De forma alguma, quero propagar a falácia – que circula por aí, engrossando as fileiras do bloquinho do retrocesso – de que nada que venha do “campo político” tem serventia. Há, sim, e é possível identificar, boas práticas e políticas de Estado, com vistas à promoção de justiça social, que podem e devem ser reconhecidas, parabenizadas e constantemente avaliadas, à luz de critérios fixados pela própria comunidade, e não enviados do “Além”. Há, sim, ótimos quadros na política brasileira. Há, sim, agentes políticos que estão comprometidos com a transformação do que aí está, do que ainda aflige e preocupa os brasileiros, na base, na estrutura, e não somente na superfície. Contudo, o que fazem ou deixam de fazer, no exercício do poder – e que nós, independentemente de nossas preferências e paixões, com criticidade, temos a obrigação de fiscalizar – não advém de sua divina providência, de uma revelação sobrenatural, mas das responsabilidades inerentes ao seu cargo, à sua condição.
 
Responsabilidades, aproveitando o gancho, que colocam os agentes políticos na vitrine, expostos, sujeitos a discordâncias, a contrapontos, ao contraditório. Seja quem for e seja qual for o cargo, da Presidência da República à vereança, aquele que desejar se eleger, e for eleito, deverá prestar contas, deverá ser submetido, com frequência, a argumentos e fundamentos que se inscrevem em formações políticas diferentes das suas, a outras ideias e conceitos.
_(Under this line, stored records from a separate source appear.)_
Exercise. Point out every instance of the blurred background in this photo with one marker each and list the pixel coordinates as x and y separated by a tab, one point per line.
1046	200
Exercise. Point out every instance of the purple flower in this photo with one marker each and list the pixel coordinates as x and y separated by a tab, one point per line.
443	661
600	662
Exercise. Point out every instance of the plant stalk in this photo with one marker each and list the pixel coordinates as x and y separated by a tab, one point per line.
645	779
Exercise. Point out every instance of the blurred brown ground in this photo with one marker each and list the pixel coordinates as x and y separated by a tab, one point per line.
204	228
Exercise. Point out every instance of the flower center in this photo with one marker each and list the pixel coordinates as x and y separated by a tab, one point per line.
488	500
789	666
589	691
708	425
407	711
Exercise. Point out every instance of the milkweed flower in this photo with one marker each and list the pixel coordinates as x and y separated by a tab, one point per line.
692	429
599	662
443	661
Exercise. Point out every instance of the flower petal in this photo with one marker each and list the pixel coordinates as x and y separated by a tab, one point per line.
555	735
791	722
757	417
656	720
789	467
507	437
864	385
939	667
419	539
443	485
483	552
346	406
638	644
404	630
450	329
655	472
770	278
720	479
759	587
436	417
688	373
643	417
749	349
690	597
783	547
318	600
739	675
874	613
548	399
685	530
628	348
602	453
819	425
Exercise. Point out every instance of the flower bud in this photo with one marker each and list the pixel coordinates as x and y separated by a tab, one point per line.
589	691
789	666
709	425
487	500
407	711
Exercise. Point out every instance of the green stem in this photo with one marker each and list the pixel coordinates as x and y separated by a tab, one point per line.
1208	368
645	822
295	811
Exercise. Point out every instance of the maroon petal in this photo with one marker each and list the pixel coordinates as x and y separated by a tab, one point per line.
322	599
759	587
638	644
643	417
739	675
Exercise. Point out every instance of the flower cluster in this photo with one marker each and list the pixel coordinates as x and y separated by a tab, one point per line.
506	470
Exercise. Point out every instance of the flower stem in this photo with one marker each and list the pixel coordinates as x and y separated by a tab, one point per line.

Afinal, ao ser eleito, o então candidato não recebe em suas mãos um cheque em branco, tampouco ganha a prerrogativa, a licença, para criar estratégias, sutis ou não, de desarticulação da diferença, em sua gestão, como se quisesse governar [exclusivamente] para si e para o seu grupo de apoiadores, sendo o outro, o de fora, o discordante, o inimigo a ser eliminado.
 
Voltando à vacina no braço dos brasileiros como um direito, e não como uma providência divina.
 
Quando, então, em meio a esta caótica e desesperadora pandemia, mesclada com uma crise política profunda, de colocar no chinelo qualquer filme de ficção-científica, defendemos a aproximação e a companhia da ciência para com ela caminhar, lado a lado; o acolhimento, a verificação e o estudo das melhores práticas; o diálogo com profissionais competentes, comprometidos com uma causa maior – no caso, a saúde coletiva dos brasileiros; o repúdio ao negacionismo e às promessas [milagrosas] de cura, sem qualquer comprovação; e, por fim, o combate enérgico à banalização da mentira, como um meio apto de defesa [do indefensável]:
 
É porque acreditamos, antes de tudo, que, a vida da população não pode estar à mercê de uma loteria perversa e macabra, promovida e fomentada pela ausência de uma política sanitária nacional, que deveria ter sido adotada, em parceria com os estados e os municípios, desde a confirmação dos primeiros casos de infecção pelo vírus Sars-CoV-2, no território brasileiro.
 
É porque acreditamos, “lá vamos nós novamente”, que a concretização dos nossos direitos, em um Estado que se diz republicano e democrático, não ocorre por caridade ou como obra do acaso, mas da soma, por um lado, do dever de AÇÃO dos que, transitoriamente, estão pelos centros de poder, e, por outro lado, de nosso olhar atento aos encaminhamentos, às iniciativas e às proposições, vindas desses centros, que afetam diretamente a sociedade, contrapondo-nos, sempre que preciso, aos discursos delirantes, às manifestações antidemocráticas e ao espetáculo da mediocridade.
 
Prólogo:
 
Considerando os tempos obscuros em que estamos vivendo, que, dentre outros trabalhos extras, exigem de nós, no próprio cotidiano, uma proatividade constante e incansável para afirmar e reafirmar a sensatez, a razão e a ciência, antes de me despedir, então, pensando ainda no tema da vacinação e tentando avançar para além do que já disse acima, eu gostaria de acrescentar, mui humildemente, que as vacinas, de modo geral, não são muito dadas a expedientes egoístas ou solitários, seus efeitos [imunizantes] são potencializados quando alcançam multidões e multidões, buscar, portanto, neste momento crucial, os postos de saúde para receber as doses [a primeira e a segunda, não custa lembrar], é um ato de respeito, de responsabilidade cidadã e de amor ao próximo, até porque, não é de hoje que conhecemos a sábia lição de que “uma andorinha só não faz [nem nunca fará] verão”.